American Opportunity Tax Credit: A refundable tax credit for undergraduate college education expenses that was extended through December 2017. The credit modifies the Hope Credit for higher education expenses, making it available to a broader range of taxpayers, including many with higher incomes and those who owe no tax. The full maximum annual credit of $2,500 per student is available to individuals, whose modified adjusted gross income (MAGI) is $80,000 or less, or $160,000 or less for married couples filing a joint return.

Lifetime learning credit income limits: In order to claim a lifetime learning credit, your MAGI must be less than $63,000 ($127,000 MFJ).

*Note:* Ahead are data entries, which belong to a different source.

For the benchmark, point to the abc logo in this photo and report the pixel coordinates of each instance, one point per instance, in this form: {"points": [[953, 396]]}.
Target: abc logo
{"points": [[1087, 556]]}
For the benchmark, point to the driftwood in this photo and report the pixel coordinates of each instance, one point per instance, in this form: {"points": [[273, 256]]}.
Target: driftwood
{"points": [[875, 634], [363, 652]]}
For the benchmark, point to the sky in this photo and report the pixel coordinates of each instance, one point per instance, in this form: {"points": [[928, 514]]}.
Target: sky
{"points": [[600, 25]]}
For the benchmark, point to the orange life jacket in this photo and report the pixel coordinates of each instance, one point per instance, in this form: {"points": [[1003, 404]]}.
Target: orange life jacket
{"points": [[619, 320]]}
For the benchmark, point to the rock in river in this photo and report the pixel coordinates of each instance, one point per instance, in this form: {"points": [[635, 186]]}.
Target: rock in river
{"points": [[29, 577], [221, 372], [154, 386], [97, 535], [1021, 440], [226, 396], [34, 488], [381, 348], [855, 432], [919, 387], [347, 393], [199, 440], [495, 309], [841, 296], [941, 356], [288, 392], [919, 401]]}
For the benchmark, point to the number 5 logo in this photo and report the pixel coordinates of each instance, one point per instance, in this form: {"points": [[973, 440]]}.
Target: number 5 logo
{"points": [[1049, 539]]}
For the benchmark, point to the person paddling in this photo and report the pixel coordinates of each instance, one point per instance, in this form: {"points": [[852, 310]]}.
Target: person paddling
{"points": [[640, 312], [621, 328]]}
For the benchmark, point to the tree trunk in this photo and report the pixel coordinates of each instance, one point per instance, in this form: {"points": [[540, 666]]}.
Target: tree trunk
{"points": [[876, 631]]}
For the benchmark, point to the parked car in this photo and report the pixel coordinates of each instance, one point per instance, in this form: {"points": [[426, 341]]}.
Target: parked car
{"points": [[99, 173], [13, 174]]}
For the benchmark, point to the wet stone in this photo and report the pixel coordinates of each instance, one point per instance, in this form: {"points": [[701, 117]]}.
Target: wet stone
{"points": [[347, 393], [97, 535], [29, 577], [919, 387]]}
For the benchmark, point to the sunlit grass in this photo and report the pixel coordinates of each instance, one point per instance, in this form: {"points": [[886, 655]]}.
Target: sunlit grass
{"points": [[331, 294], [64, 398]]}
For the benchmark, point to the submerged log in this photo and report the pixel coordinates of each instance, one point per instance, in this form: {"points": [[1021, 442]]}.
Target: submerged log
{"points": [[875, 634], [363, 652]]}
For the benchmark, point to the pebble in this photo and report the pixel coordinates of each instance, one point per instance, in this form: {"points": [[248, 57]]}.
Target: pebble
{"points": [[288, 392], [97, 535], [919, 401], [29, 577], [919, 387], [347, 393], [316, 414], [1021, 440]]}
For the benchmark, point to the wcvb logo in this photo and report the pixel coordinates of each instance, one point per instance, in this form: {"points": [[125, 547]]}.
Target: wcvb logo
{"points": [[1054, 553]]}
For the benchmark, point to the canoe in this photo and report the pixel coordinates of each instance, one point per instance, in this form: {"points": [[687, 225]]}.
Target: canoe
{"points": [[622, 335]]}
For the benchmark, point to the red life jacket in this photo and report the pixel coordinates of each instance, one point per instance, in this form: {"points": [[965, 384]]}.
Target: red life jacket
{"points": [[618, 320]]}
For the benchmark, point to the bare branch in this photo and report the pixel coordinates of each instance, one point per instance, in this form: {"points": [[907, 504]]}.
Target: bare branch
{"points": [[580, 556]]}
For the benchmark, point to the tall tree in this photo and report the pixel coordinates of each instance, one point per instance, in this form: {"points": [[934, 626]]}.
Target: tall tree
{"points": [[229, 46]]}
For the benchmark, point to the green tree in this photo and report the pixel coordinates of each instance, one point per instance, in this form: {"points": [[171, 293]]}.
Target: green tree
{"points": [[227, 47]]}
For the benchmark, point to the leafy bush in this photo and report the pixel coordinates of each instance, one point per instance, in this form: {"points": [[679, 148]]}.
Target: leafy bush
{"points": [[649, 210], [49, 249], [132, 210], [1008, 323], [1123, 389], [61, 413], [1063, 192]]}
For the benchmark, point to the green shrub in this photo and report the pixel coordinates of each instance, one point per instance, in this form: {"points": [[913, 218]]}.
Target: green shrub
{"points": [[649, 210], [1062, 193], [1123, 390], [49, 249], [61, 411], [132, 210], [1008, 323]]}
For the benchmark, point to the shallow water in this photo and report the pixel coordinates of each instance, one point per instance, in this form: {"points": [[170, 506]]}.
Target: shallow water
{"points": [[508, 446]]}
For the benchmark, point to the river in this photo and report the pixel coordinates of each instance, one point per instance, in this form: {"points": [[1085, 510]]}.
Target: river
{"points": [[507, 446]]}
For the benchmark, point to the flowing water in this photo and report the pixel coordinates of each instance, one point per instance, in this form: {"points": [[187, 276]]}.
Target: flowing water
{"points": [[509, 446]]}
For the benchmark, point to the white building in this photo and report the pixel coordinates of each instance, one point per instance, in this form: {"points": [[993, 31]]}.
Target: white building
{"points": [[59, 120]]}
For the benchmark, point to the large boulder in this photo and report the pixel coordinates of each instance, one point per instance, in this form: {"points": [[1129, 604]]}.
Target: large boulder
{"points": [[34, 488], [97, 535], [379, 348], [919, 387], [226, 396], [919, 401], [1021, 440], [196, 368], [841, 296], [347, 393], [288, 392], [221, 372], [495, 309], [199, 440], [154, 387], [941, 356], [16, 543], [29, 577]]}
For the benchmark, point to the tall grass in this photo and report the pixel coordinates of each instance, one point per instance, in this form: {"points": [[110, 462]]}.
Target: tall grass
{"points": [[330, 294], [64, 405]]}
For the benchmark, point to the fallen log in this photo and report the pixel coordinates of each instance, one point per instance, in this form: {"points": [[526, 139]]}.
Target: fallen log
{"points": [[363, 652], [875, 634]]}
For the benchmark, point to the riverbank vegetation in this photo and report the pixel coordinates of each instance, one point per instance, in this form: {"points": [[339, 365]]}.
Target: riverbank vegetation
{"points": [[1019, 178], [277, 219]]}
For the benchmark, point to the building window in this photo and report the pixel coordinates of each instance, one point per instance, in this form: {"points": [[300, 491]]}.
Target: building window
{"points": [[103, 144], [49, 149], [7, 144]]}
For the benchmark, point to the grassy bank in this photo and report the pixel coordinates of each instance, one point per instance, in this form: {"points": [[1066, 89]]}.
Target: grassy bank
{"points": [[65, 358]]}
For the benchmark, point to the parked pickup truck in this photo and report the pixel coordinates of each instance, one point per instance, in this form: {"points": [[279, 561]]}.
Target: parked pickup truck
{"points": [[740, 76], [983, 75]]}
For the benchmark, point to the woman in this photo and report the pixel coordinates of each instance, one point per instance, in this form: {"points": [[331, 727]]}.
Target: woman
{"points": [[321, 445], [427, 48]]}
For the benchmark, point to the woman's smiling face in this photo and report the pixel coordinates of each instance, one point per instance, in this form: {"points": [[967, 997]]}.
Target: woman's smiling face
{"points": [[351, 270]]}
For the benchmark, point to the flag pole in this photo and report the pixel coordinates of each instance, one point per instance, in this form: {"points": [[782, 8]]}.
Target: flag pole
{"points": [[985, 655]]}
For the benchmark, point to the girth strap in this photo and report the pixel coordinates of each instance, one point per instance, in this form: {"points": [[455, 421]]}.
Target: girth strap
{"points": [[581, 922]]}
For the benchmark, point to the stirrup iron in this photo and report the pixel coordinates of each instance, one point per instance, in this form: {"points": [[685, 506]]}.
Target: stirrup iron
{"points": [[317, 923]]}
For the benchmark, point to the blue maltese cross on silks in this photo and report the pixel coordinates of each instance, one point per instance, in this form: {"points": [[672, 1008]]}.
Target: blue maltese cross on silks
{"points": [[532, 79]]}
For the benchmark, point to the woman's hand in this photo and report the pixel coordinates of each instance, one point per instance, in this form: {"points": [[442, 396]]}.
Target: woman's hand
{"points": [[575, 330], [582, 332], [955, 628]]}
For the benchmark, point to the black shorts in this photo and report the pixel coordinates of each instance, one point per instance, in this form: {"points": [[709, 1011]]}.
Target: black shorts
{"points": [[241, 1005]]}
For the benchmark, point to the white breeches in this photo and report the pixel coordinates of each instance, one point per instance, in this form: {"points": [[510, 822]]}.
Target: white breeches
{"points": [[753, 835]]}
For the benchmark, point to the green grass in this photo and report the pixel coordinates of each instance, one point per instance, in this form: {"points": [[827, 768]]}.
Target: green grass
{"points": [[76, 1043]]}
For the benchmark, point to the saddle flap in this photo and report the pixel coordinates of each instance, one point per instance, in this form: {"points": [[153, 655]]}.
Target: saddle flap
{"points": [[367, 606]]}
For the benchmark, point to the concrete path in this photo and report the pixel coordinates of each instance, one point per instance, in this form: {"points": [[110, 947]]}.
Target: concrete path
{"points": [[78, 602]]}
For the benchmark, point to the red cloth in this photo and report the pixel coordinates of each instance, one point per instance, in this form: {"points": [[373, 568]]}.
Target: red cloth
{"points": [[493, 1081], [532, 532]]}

Medical and dental expenses: You can deduct only the part of your medical and dental expenses that exceed 10 percent of your AGI. The previous level of 7.5 percent is in effect if either you or your spouse is age 65 or older.

Standard mileage rates: The rate for business use of your vehicle is increased to 56½ cents per mile. The rate for use of your vehicle to get medical care or move is increased to 24 cents per mile. The rate of 14 cents per mile for charitable use is unchanged.

Retirement savings contribution credit income limit: In order to claim this credit, your MAGI must be less than $29,500 ($59,000 MFJ)

Adoption credit or exclusion: The maximum adoption credit or exclusion for employer-provided adoption benefits has increased to $12,970. In order to claim either the credit or exclusion, your MAGI must be less than $234,580.

IRS.gov Software, Tools, Info: The IRS provides free tax prep software (“Free File”) to taxpayers whose incomes are $58,000 or less; electronic e-filing is available to all taxpayers, regardless of income; and the “Where’s My Refund” tool allows people to track refunds within 24 hours after the IRS has received an e-filed return or within four weeks after you have mailed a paper return.

Patience: Tax time is, well, taxing. Pace yourself and if you can’t get your answer online and want to call the IRS, be prepared to wait. The agency has come under pressure, due to government cuts. In fiscal year 2013, the IRS answered only 61 percent of calls from taxpayers, and the average wait time to get an answer was nearly 18 minutes, according to the annual report of the National Taxpayer Advocate. If you need professional help, find it sooner rather than later. Tax pros rarely take on new clients after March.